Folks im a regular online gamer...used to play online wit frnds within my server with my old proxy connection....now ive airtel gprs n since it has a client ip address it shud be possible to play online...anybody wit any idea abt this?

if yes any1 interested in online combat...do reply...waiting

cheers


----------



## speedyguy (Jul 23, 2005)

now cmon nobody intrested in online gaming via gprs here???

modz plz adivice if shud i shift this to gamerz section...
cheers


----------



## theKonqueror (Aug 4, 2005)

Games over GPRS???????????? Must be kiddin'

I had GPRS on my Airtel, I hardly managed to surf some site with IMAGES DISABLED in IE and firefox, and they took average 5 MINUTES for single page...


----------



## crashuniverse (Aug 5, 2005)

airtel gprs is all abt "value for money"
5 rs/day. 'cmon dats gr8


----------



## Hells_Fury (Aug 5, 2005)

You should be able to play if you have an EDGE enabled phone. I once played Half-Life 2 Deathmatch with my Airtel Mobile Office GPRS connection. There were frequent lags though. This is because the signal strength was weak at that time. You might have better luck.


----------



## speedyguy (Aug 17, 2005)

hey friends....sorry i was out so cudnt reply that time...

now as far as limitations is concerned there is no such as i suppose....neither images are blocked or anythin infact i appreciate it as i had lotsa blocking troubles wit my proxy server....connection is ok sort of wit 4-6kbps (se k300i) download speed (double than my earlier dial-up)but at 99rs per mnth u cant ask for anythin else....so ya itsa value for money

regarding gaming i really cant say much as im yet to experience but wat i think i cud play on tcp\ip with my dial-up quite well so this shud also do ok....now cmon guys wats d harm in giving a try....lets experiment...

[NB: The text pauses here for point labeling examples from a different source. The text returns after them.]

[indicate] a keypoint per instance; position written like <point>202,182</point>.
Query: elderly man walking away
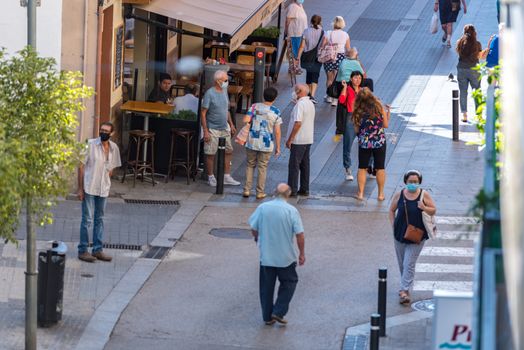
<point>94,181</point>
<point>274,224</point>
<point>216,122</point>
<point>299,139</point>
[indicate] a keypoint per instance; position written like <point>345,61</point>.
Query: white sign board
<point>452,320</point>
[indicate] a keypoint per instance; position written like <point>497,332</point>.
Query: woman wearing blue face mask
<point>408,205</point>
<point>296,23</point>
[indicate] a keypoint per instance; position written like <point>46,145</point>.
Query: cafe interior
<point>158,139</point>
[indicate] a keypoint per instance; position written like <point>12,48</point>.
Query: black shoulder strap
<point>320,39</point>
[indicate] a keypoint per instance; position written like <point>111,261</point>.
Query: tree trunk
<point>30,281</point>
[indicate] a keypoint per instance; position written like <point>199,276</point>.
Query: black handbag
<point>309,58</point>
<point>333,90</point>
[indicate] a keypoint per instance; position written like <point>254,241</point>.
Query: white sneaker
<point>228,180</point>
<point>349,175</point>
<point>212,181</point>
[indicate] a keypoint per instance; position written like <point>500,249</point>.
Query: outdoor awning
<point>237,18</point>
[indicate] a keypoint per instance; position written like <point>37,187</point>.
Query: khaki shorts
<point>211,147</point>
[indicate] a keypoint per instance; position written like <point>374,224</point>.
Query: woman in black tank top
<point>406,209</point>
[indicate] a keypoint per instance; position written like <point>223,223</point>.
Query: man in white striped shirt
<point>94,181</point>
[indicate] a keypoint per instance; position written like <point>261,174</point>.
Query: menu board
<point>119,56</point>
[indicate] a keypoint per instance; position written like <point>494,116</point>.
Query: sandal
<point>404,297</point>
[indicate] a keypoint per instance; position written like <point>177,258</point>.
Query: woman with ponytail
<point>469,50</point>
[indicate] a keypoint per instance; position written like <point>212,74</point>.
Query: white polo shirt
<point>97,167</point>
<point>304,112</point>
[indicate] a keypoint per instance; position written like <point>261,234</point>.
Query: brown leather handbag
<point>412,234</point>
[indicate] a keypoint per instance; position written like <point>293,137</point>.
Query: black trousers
<point>288,279</point>
<point>299,165</point>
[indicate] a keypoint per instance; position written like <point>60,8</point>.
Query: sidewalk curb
<point>356,337</point>
<point>98,331</point>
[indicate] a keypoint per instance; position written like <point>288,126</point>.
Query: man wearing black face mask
<point>94,181</point>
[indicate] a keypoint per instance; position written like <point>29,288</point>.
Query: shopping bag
<point>242,135</point>
<point>433,27</point>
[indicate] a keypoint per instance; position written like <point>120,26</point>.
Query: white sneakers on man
<point>212,181</point>
<point>349,175</point>
<point>228,180</point>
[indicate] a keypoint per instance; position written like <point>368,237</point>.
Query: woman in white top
<point>296,23</point>
<point>311,37</point>
<point>341,39</point>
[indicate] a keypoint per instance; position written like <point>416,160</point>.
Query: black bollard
<point>374,334</point>
<point>455,114</point>
<point>382,295</point>
<point>259,69</point>
<point>221,159</point>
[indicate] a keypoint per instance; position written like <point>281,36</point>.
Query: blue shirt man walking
<point>274,225</point>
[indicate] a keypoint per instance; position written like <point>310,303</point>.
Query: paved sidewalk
<point>410,70</point>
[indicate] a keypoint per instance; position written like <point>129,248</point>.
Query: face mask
<point>104,136</point>
<point>412,187</point>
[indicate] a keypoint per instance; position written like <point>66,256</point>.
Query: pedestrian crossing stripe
<point>443,268</point>
<point>457,220</point>
<point>447,251</point>
<point>457,286</point>
<point>457,235</point>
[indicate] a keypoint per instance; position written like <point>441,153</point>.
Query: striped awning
<point>237,18</point>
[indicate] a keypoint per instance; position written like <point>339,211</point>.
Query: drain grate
<point>427,305</point>
<point>120,246</point>
<point>238,233</point>
<point>355,342</point>
<point>155,252</point>
<point>403,28</point>
<point>151,201</point>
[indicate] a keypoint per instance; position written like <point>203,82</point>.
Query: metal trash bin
<point>51,267</point>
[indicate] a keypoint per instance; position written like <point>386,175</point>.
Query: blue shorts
<point>295,44</point>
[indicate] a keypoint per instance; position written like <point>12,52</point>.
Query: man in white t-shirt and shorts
<point>216,122</point>
<point>299,140</point>
<point>296,23</point>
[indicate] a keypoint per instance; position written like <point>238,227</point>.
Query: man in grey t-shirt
<point>216,122</point>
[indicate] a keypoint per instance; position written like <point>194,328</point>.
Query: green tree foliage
<point>485,202</point>
<point>38,145</point>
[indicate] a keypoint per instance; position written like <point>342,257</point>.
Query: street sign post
<point>260,65</point>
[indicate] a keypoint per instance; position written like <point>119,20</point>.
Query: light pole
<point>512,202</point>
<point>31,273</point>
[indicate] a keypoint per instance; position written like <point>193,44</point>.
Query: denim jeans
<point>288,279</point>
<point>466,77</point>
<point>298,167</point>
<point>92,207</point>
<point>349,136</point>
<point>407,255</point>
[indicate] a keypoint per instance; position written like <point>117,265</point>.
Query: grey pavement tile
<point>124,223</point>
<point>81,296</point>
<point>373,29</point>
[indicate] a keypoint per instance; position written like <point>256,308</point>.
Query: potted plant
<point>270,35</point>
<point>184,119</point>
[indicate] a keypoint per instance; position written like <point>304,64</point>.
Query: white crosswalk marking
<point>461,286</point>
<point>443,265</point>
<point>456,220</point>
<point>444,268</point>
<point>457,235</point>
<point>447,251</point>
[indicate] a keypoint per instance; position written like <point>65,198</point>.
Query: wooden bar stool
<point>188,163</point>
<point>141,163</point>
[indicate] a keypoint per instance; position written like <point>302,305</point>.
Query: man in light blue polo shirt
<point>274,225</point>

so im back on vacation again n waiting for for any gamerz interested...do reply.....enjoy life n happy independence day(b'lated)

cheers


----------



## expertno.1 (Aug 19, 2005)

@the konqueror

i use airtel gprs

i pay ga,es

i get speded of 5 KB/s

i downlaod a page in 30 seconds

i have done this by tweaking my con enection with

"Tweakmaster"


----------



## Tech&ME (Aug 22, 2005)

Hey guys, I am also planning to take the Airtel GPRS Mobile Office connection which comes for Rs. 249/- per month.

I need to know the speed of this connection. And practical how long does it take to download a 1 MB file ?

Please tell me. Is it better than the Sancharnet  Dial-up ?


----------



## speedyguy (Aug 23, 2005)

well dunt hv much idea abt sanhar wich u hv nw.....but i dunno where u getin gprs fro 249/mnth...im browsing at 99/mnth in jsr...connectn speed is round 115.2kbps...n dwnload usually @ 4-7kbps..goes up at odd times....but consistant at 5-6.....thats prety kool for me at 99/mnth withtout any bandwidth limits....take ur decision..gud luk
cheers


----------



## supernova (Aug 23, 2005)

Hey,
Even i have been using this connection in pune for 5 Rs. / day. Speed seems to be better than dial up. However it gets slow during day time.
But considering the fact that there is no limit on the bandwidth, it is a value for money.


----------



## Aijaz Akhtar (Aug 23, 2005)

Rs 249 means Rs 150 for the Mobile office (in many cities, in others it is Rs 99), PLUS a minimm of rs 99 for the regular  connection with no free talk time/ free calls (post-pre-paid), hence the guys at Airtel cal it Rs 249 option. You van of course rake a better plan too if you want to use the Airtel for calling also.


----------



## Tech&ME (Aug 24, 2005)

I would like to know the real speed. Is it really 115 kbps ? And does Airtel charge any extra or hidden cost for bandthwith usage.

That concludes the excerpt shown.